Unlike in the 1997 Kyoto Protocol, which imposed the duty of reducing greenhouse gas emissions solely on industrialized nations, both advanced and developing economies are committed to the fight against climate change under the Paris accord by setting voluntary goals for cutting their emissions. The problem is that the targets set by the parties so far won’t realize the pact’s goal of keeping the rise in global temperatures to within 2 degrees of pre-industrial levels. The agreement envisages efforts by the participating countries to keep upgrading measures to trim their emissions.

Ahead of the COP 23 conference, the World Meteorological Organization reported that the world’s average temperature in the first nine months of this year was 14.8 degrees — or an increase of 1.1 degrees since before the industrial revolution. That means the world is already past the halfway point to the climate change that the Paris accord is seeking to avert. It is estimated that the total emission of greenhouse gases must be contained within roughly 1,000 gigatons to keep the rise in global temperatures within 2 degrees, but nearly two-thirds that amount has already been emitted. If countries keep emitting gases at the current pace, total emissions are forecast to break the threshold in less than 30 years.

Despite the urgency, the COP 23 conference made little progress toward implementing the Paris accord. The Nov. 7-18 meeting highlighted not only differences between developed and developing economies but also between small island countries whose survival is threatened by rises in sea levels due to global warming and oil-producing nations that feel endangered by the drive against fossil fuels.

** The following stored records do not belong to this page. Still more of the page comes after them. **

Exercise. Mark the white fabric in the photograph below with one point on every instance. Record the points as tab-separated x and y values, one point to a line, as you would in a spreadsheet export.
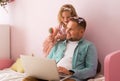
66	61
10	75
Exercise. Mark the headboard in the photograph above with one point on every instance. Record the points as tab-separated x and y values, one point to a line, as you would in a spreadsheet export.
112	66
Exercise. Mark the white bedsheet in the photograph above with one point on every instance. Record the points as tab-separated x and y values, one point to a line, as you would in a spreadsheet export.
10	75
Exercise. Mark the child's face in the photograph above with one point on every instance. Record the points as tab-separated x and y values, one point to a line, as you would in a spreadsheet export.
66	17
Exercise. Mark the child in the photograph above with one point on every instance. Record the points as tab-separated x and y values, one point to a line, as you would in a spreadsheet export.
59	32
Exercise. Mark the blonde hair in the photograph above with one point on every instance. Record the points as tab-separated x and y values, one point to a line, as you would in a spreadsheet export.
66	7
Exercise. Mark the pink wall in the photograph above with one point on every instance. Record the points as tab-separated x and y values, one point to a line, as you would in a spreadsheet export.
31	19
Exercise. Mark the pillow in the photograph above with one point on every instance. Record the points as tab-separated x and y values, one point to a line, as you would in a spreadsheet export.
17	66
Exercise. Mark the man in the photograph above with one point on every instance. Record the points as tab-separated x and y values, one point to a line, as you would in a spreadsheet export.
75	56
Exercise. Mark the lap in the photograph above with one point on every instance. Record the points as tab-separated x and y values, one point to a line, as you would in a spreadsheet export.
30	78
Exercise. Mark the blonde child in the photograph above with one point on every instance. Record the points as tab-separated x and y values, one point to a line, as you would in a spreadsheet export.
59	33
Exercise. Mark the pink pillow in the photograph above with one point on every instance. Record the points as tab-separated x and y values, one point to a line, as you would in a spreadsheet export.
5	63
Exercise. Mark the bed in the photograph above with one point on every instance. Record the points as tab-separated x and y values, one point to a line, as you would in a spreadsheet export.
111	69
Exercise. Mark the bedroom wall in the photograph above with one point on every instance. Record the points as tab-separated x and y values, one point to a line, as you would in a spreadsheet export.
30	21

For the agreement to be put into action in 2020 as planned, the participating countries need to concur on the detailed rules of its implementation by the next COP 24 conference, to be held in late 2018. While the countries managed to adopt a resolution promoting international efforts to fight climate change by extending the conference by one day, the agreement reached in the meeting mainly concerned procedural matters over how to proceed with future discussions, with much of the differences over substance of the rules carried over to next year’s meetings.

Although the issue was not on the agenda of the COP 23 conference, moves toward phasing out the use of coal in power generation — which emits more carbon dioxide than any other fossil fuel — accelerated among the participants as a measure to combat climate change. Twenty countries, including Britain, Canada and France, as well as seven local governments, including the U.S. state of Oregon and the Canadian city of Vancouver, launched what they called the Powering Past Coal alliance. Britain, where coal accounted for 40 percent of electricity generation in 2012, pledged to end coal-fired power by 2025, while France and Canada said they would shut down coal-fired electricity plants by 2023 and 2030, respectively.

Those moves are in stark contrast to Japan’s policy. Plans are afoot here to build more than 40 new coal-fired thermal power plants, including some whose construction has already begun, as power companies favor the low cost of coal. The government expects coal to account for 26 percent of the nation’s electricity supply by 2030.

Japan also offers aid to and invests in the construction of coal-fired power plants abroad. While the COP 23 conference was being held, the Japan Bank for International Cooperation extended loans for a project involving Japanese firms to build such a plant in Indonesia. There are similar plans in Thailand, the Philippines and Vietnam. The Japanese government says aiding the construction of highly efficient coal plants will help those developing countries reduce their greenhouse gas emissions. Concern persists, however, that the carbon dioxide that will be emitted from these plants for decades while they are in operation threatens the transition to a post-carbon economy. As part of its effort to combat climate change, Japan should reconsider its continued reliance on coal for its own power generation and its promotion of coal-fired plants overseas.